At the age of 20 she made the move into musical theatre. Having started singing lessons towards the end of the war, she had developed a crystal-clear soprano voice and that, combined with stage “business” picked up from her parents, made her a natural for the genre. Taking a drop in salary in the transition from screen to stage, she made her theatrical debut in the musical Caprice, in 1950.
She liked to joke that it had all started when her father — “my best friend” — had been given a rousing ovation when he announced his daughter’s birth at the end of a show that he was headlining. In 1953 they worked together, playing father and daughter in the original 18-month West End run of the Lerner and Loewe musical Paint Your Wagon. The seasoned trouper could not resist the urge to upstage the young co-star.
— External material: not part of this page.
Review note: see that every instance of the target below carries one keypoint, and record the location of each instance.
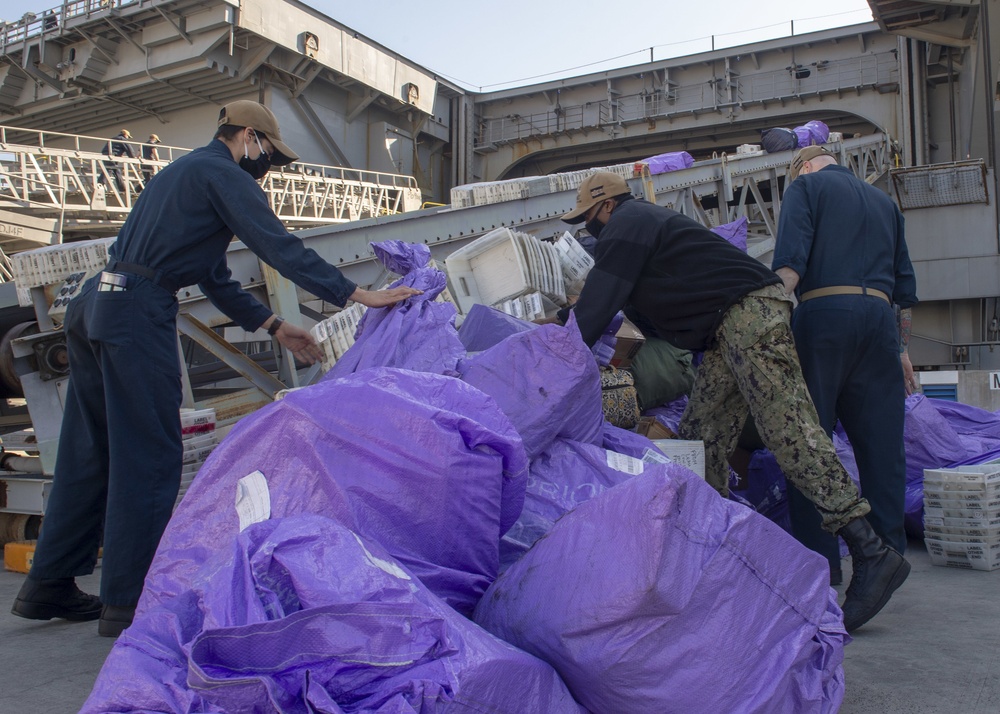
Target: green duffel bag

On opening night, she stopped the show with the song What’s Goin’ on Here. “The applause went on and on, and I moved my eyes to stage left and I saw my father coming on several times, a little too soon, intentionally. He taught me everything by example, but he also gave me things to do if anybody played games with me on stage. Come in immediately on someone’s applause, and you will kill it. And if anybody’s getting a laugh, lift a cigarette or pat your hair, use some gesture that will take the eye and ear away from the other performer. It’s like having the atomic bomb.”
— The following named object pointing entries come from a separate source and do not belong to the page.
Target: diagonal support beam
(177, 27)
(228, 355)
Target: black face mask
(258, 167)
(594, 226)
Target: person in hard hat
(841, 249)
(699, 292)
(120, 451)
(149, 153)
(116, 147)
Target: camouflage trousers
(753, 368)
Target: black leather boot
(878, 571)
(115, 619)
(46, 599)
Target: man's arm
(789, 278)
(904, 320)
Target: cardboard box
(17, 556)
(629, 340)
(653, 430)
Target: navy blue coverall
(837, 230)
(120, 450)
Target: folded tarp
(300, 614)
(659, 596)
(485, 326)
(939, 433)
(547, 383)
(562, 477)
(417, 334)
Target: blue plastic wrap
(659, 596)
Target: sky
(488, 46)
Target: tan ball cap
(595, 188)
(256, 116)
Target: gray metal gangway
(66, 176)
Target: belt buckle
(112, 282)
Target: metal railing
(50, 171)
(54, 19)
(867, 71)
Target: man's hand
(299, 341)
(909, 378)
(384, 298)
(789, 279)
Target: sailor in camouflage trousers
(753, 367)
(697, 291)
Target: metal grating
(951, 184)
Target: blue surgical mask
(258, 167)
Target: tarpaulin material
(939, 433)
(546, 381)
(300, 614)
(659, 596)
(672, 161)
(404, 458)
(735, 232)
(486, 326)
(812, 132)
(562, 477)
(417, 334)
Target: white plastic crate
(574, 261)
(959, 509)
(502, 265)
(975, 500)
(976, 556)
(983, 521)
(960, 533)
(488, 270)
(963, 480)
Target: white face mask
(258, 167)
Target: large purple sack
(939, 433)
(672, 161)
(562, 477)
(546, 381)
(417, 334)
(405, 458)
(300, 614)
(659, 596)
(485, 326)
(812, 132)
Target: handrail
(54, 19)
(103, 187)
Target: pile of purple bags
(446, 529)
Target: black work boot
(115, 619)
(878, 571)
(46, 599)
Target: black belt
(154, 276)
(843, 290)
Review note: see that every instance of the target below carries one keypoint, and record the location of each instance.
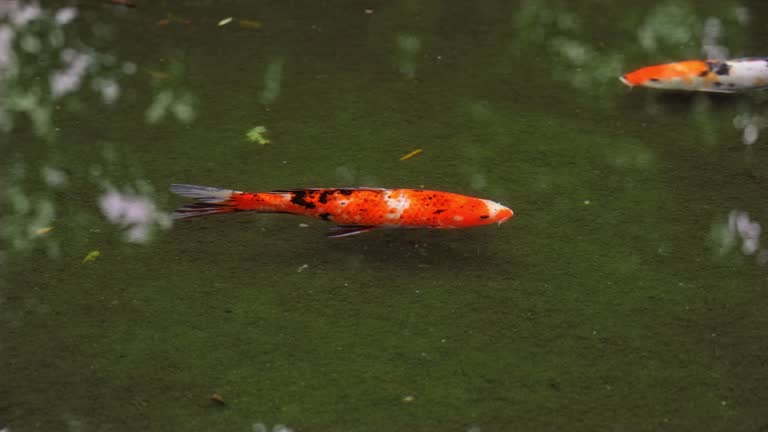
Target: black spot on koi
(299, 198)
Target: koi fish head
(482, 212)
(677, 76)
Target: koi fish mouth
(625, 81)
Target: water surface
(628, 293)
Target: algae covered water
(628, 293)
After My Fair Lady her career in musical theatre blossomed. She became the first artist to be nominated for a Tony award for a performance in a revival when she played Fiona in the New York City Opera’s production of Lerner and Loewe’s Brigadoon in 1962. Jackie Kennedy loved the show and invited the cast to perform at a state dinner at the White House. Halfway through a song, the taped orchestral accompaniment slowly died only to return a few awkward moments later. It transpired that the First Lady had secretly plugged in her personal tape recorder and had blown all the fuses.
An award-winning television version of Brigadoon (1966) — about which TheNew York Times said “it would be difficult to imagine a better Fiona than Sally Anne Howes” — caught the eye of the Bond producer Cubby Broccoli, who was looking to emulate the success of Mary Poppins with his lavish musical adaptation of Ian Fleming’s Chitty Chitty Bang Bang. He offered her the part of Truly Scrumptious after Julie Andrews had turned it down. Filming took a full year, and despite the film’s instant and enduring popularity, its reviews at the time were mixed and more film work did not materialise.
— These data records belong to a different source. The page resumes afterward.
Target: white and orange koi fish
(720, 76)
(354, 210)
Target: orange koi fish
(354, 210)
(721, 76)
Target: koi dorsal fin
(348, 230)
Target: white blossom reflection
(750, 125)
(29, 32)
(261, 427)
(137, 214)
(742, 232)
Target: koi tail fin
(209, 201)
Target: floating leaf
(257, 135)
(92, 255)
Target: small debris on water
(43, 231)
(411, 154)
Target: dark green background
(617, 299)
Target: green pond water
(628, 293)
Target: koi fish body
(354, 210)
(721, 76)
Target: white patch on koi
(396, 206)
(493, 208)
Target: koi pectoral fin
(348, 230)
Apart from the occasional TV part, she focused on the theatre for the rest of her career. She toured the UK with The King and I in the early 1970s before moving into light opera and operettas in the 1980s, and featuring in A Little Night Music by Stephen Sondheim (obituary, November 27, 2021) at the New York City Opera in 1990. Her one-woman show, From This Moment On, debuted at the 1990 Edinburgh Festival and she was lured out of semi-retirement in 2007 to take on the part of Mrs Higgins in Cameron Mackintosh’s touring production of My Fair Lady.
“I would have liked a film career, but I didn’t pursue it — I just loved connecting with an audience,” she said. “The theatre is a drug. The problem is that to be remembered, you have to do films.”